But of course, with every trial comes the opportunity for triumph. The Big Red investigated the route of their AD permission problems and determined that with such a highly distributed environment, and so many administrators of varying skill levels across so many departments, if they could find a way to do delegate access to manage AD objects, they could get their arms around the problem.
A deeper look revealed the opportunity to not just address the problem, but raise the security bar in the process. In the Wild West approach, there was no control or structure around naming and no easy way to audit actions taken with admin credentials. If they could grant admins in other departments the ability to subdelegate access, they would get a level of control that previously seemed impossible.
For the Big Red, the way to tame their briar patch that their AD had become, was to centralize administration of AD across all the domains with a single tool.

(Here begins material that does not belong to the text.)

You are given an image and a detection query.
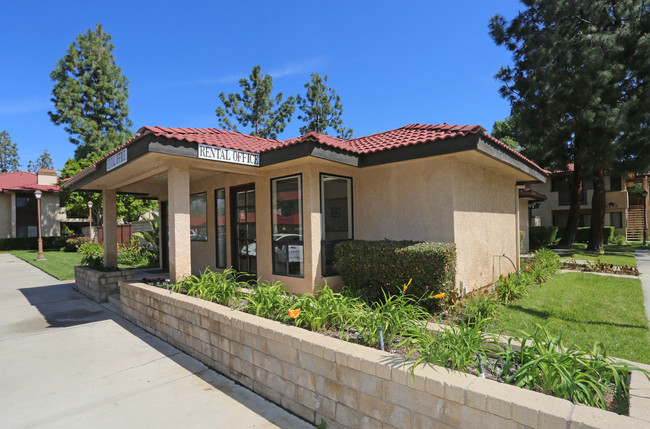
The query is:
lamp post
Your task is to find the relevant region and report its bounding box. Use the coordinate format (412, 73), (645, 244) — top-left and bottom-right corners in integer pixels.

But it was mandatory that the tool granted the individual administrators sufficient rights to do their jobs, but not so many rights that they could do damage to other domains or departments, even if the damage was unintentional. At its simplest terms, this Ivy League institution needed to implement a least privileged model for a bunch of disjointed administrators on a huge number of disappointed domains.
You don't think I'd be telling you this story if the university didn't triumph over adversity? Of course they did. About 10 years ago, this university implemented the same solution our friends in the A 10 did. While, of course, the Big Red also benefited from the automation of account lifecycle management processes, the big payoff for them was in terms of security.
The leader of the university's IAM team said, and I quote again, "Active Roles provided several key features right off the bat, including delegation and subdelegation, naming convention enforcement, change history, and enforcing policies for AD objects." And then he continued, "We planned out a good model for managing delegation, naming standards, OU structure, and access to AD for several hundred admins. That model has been working for close to 10 years now."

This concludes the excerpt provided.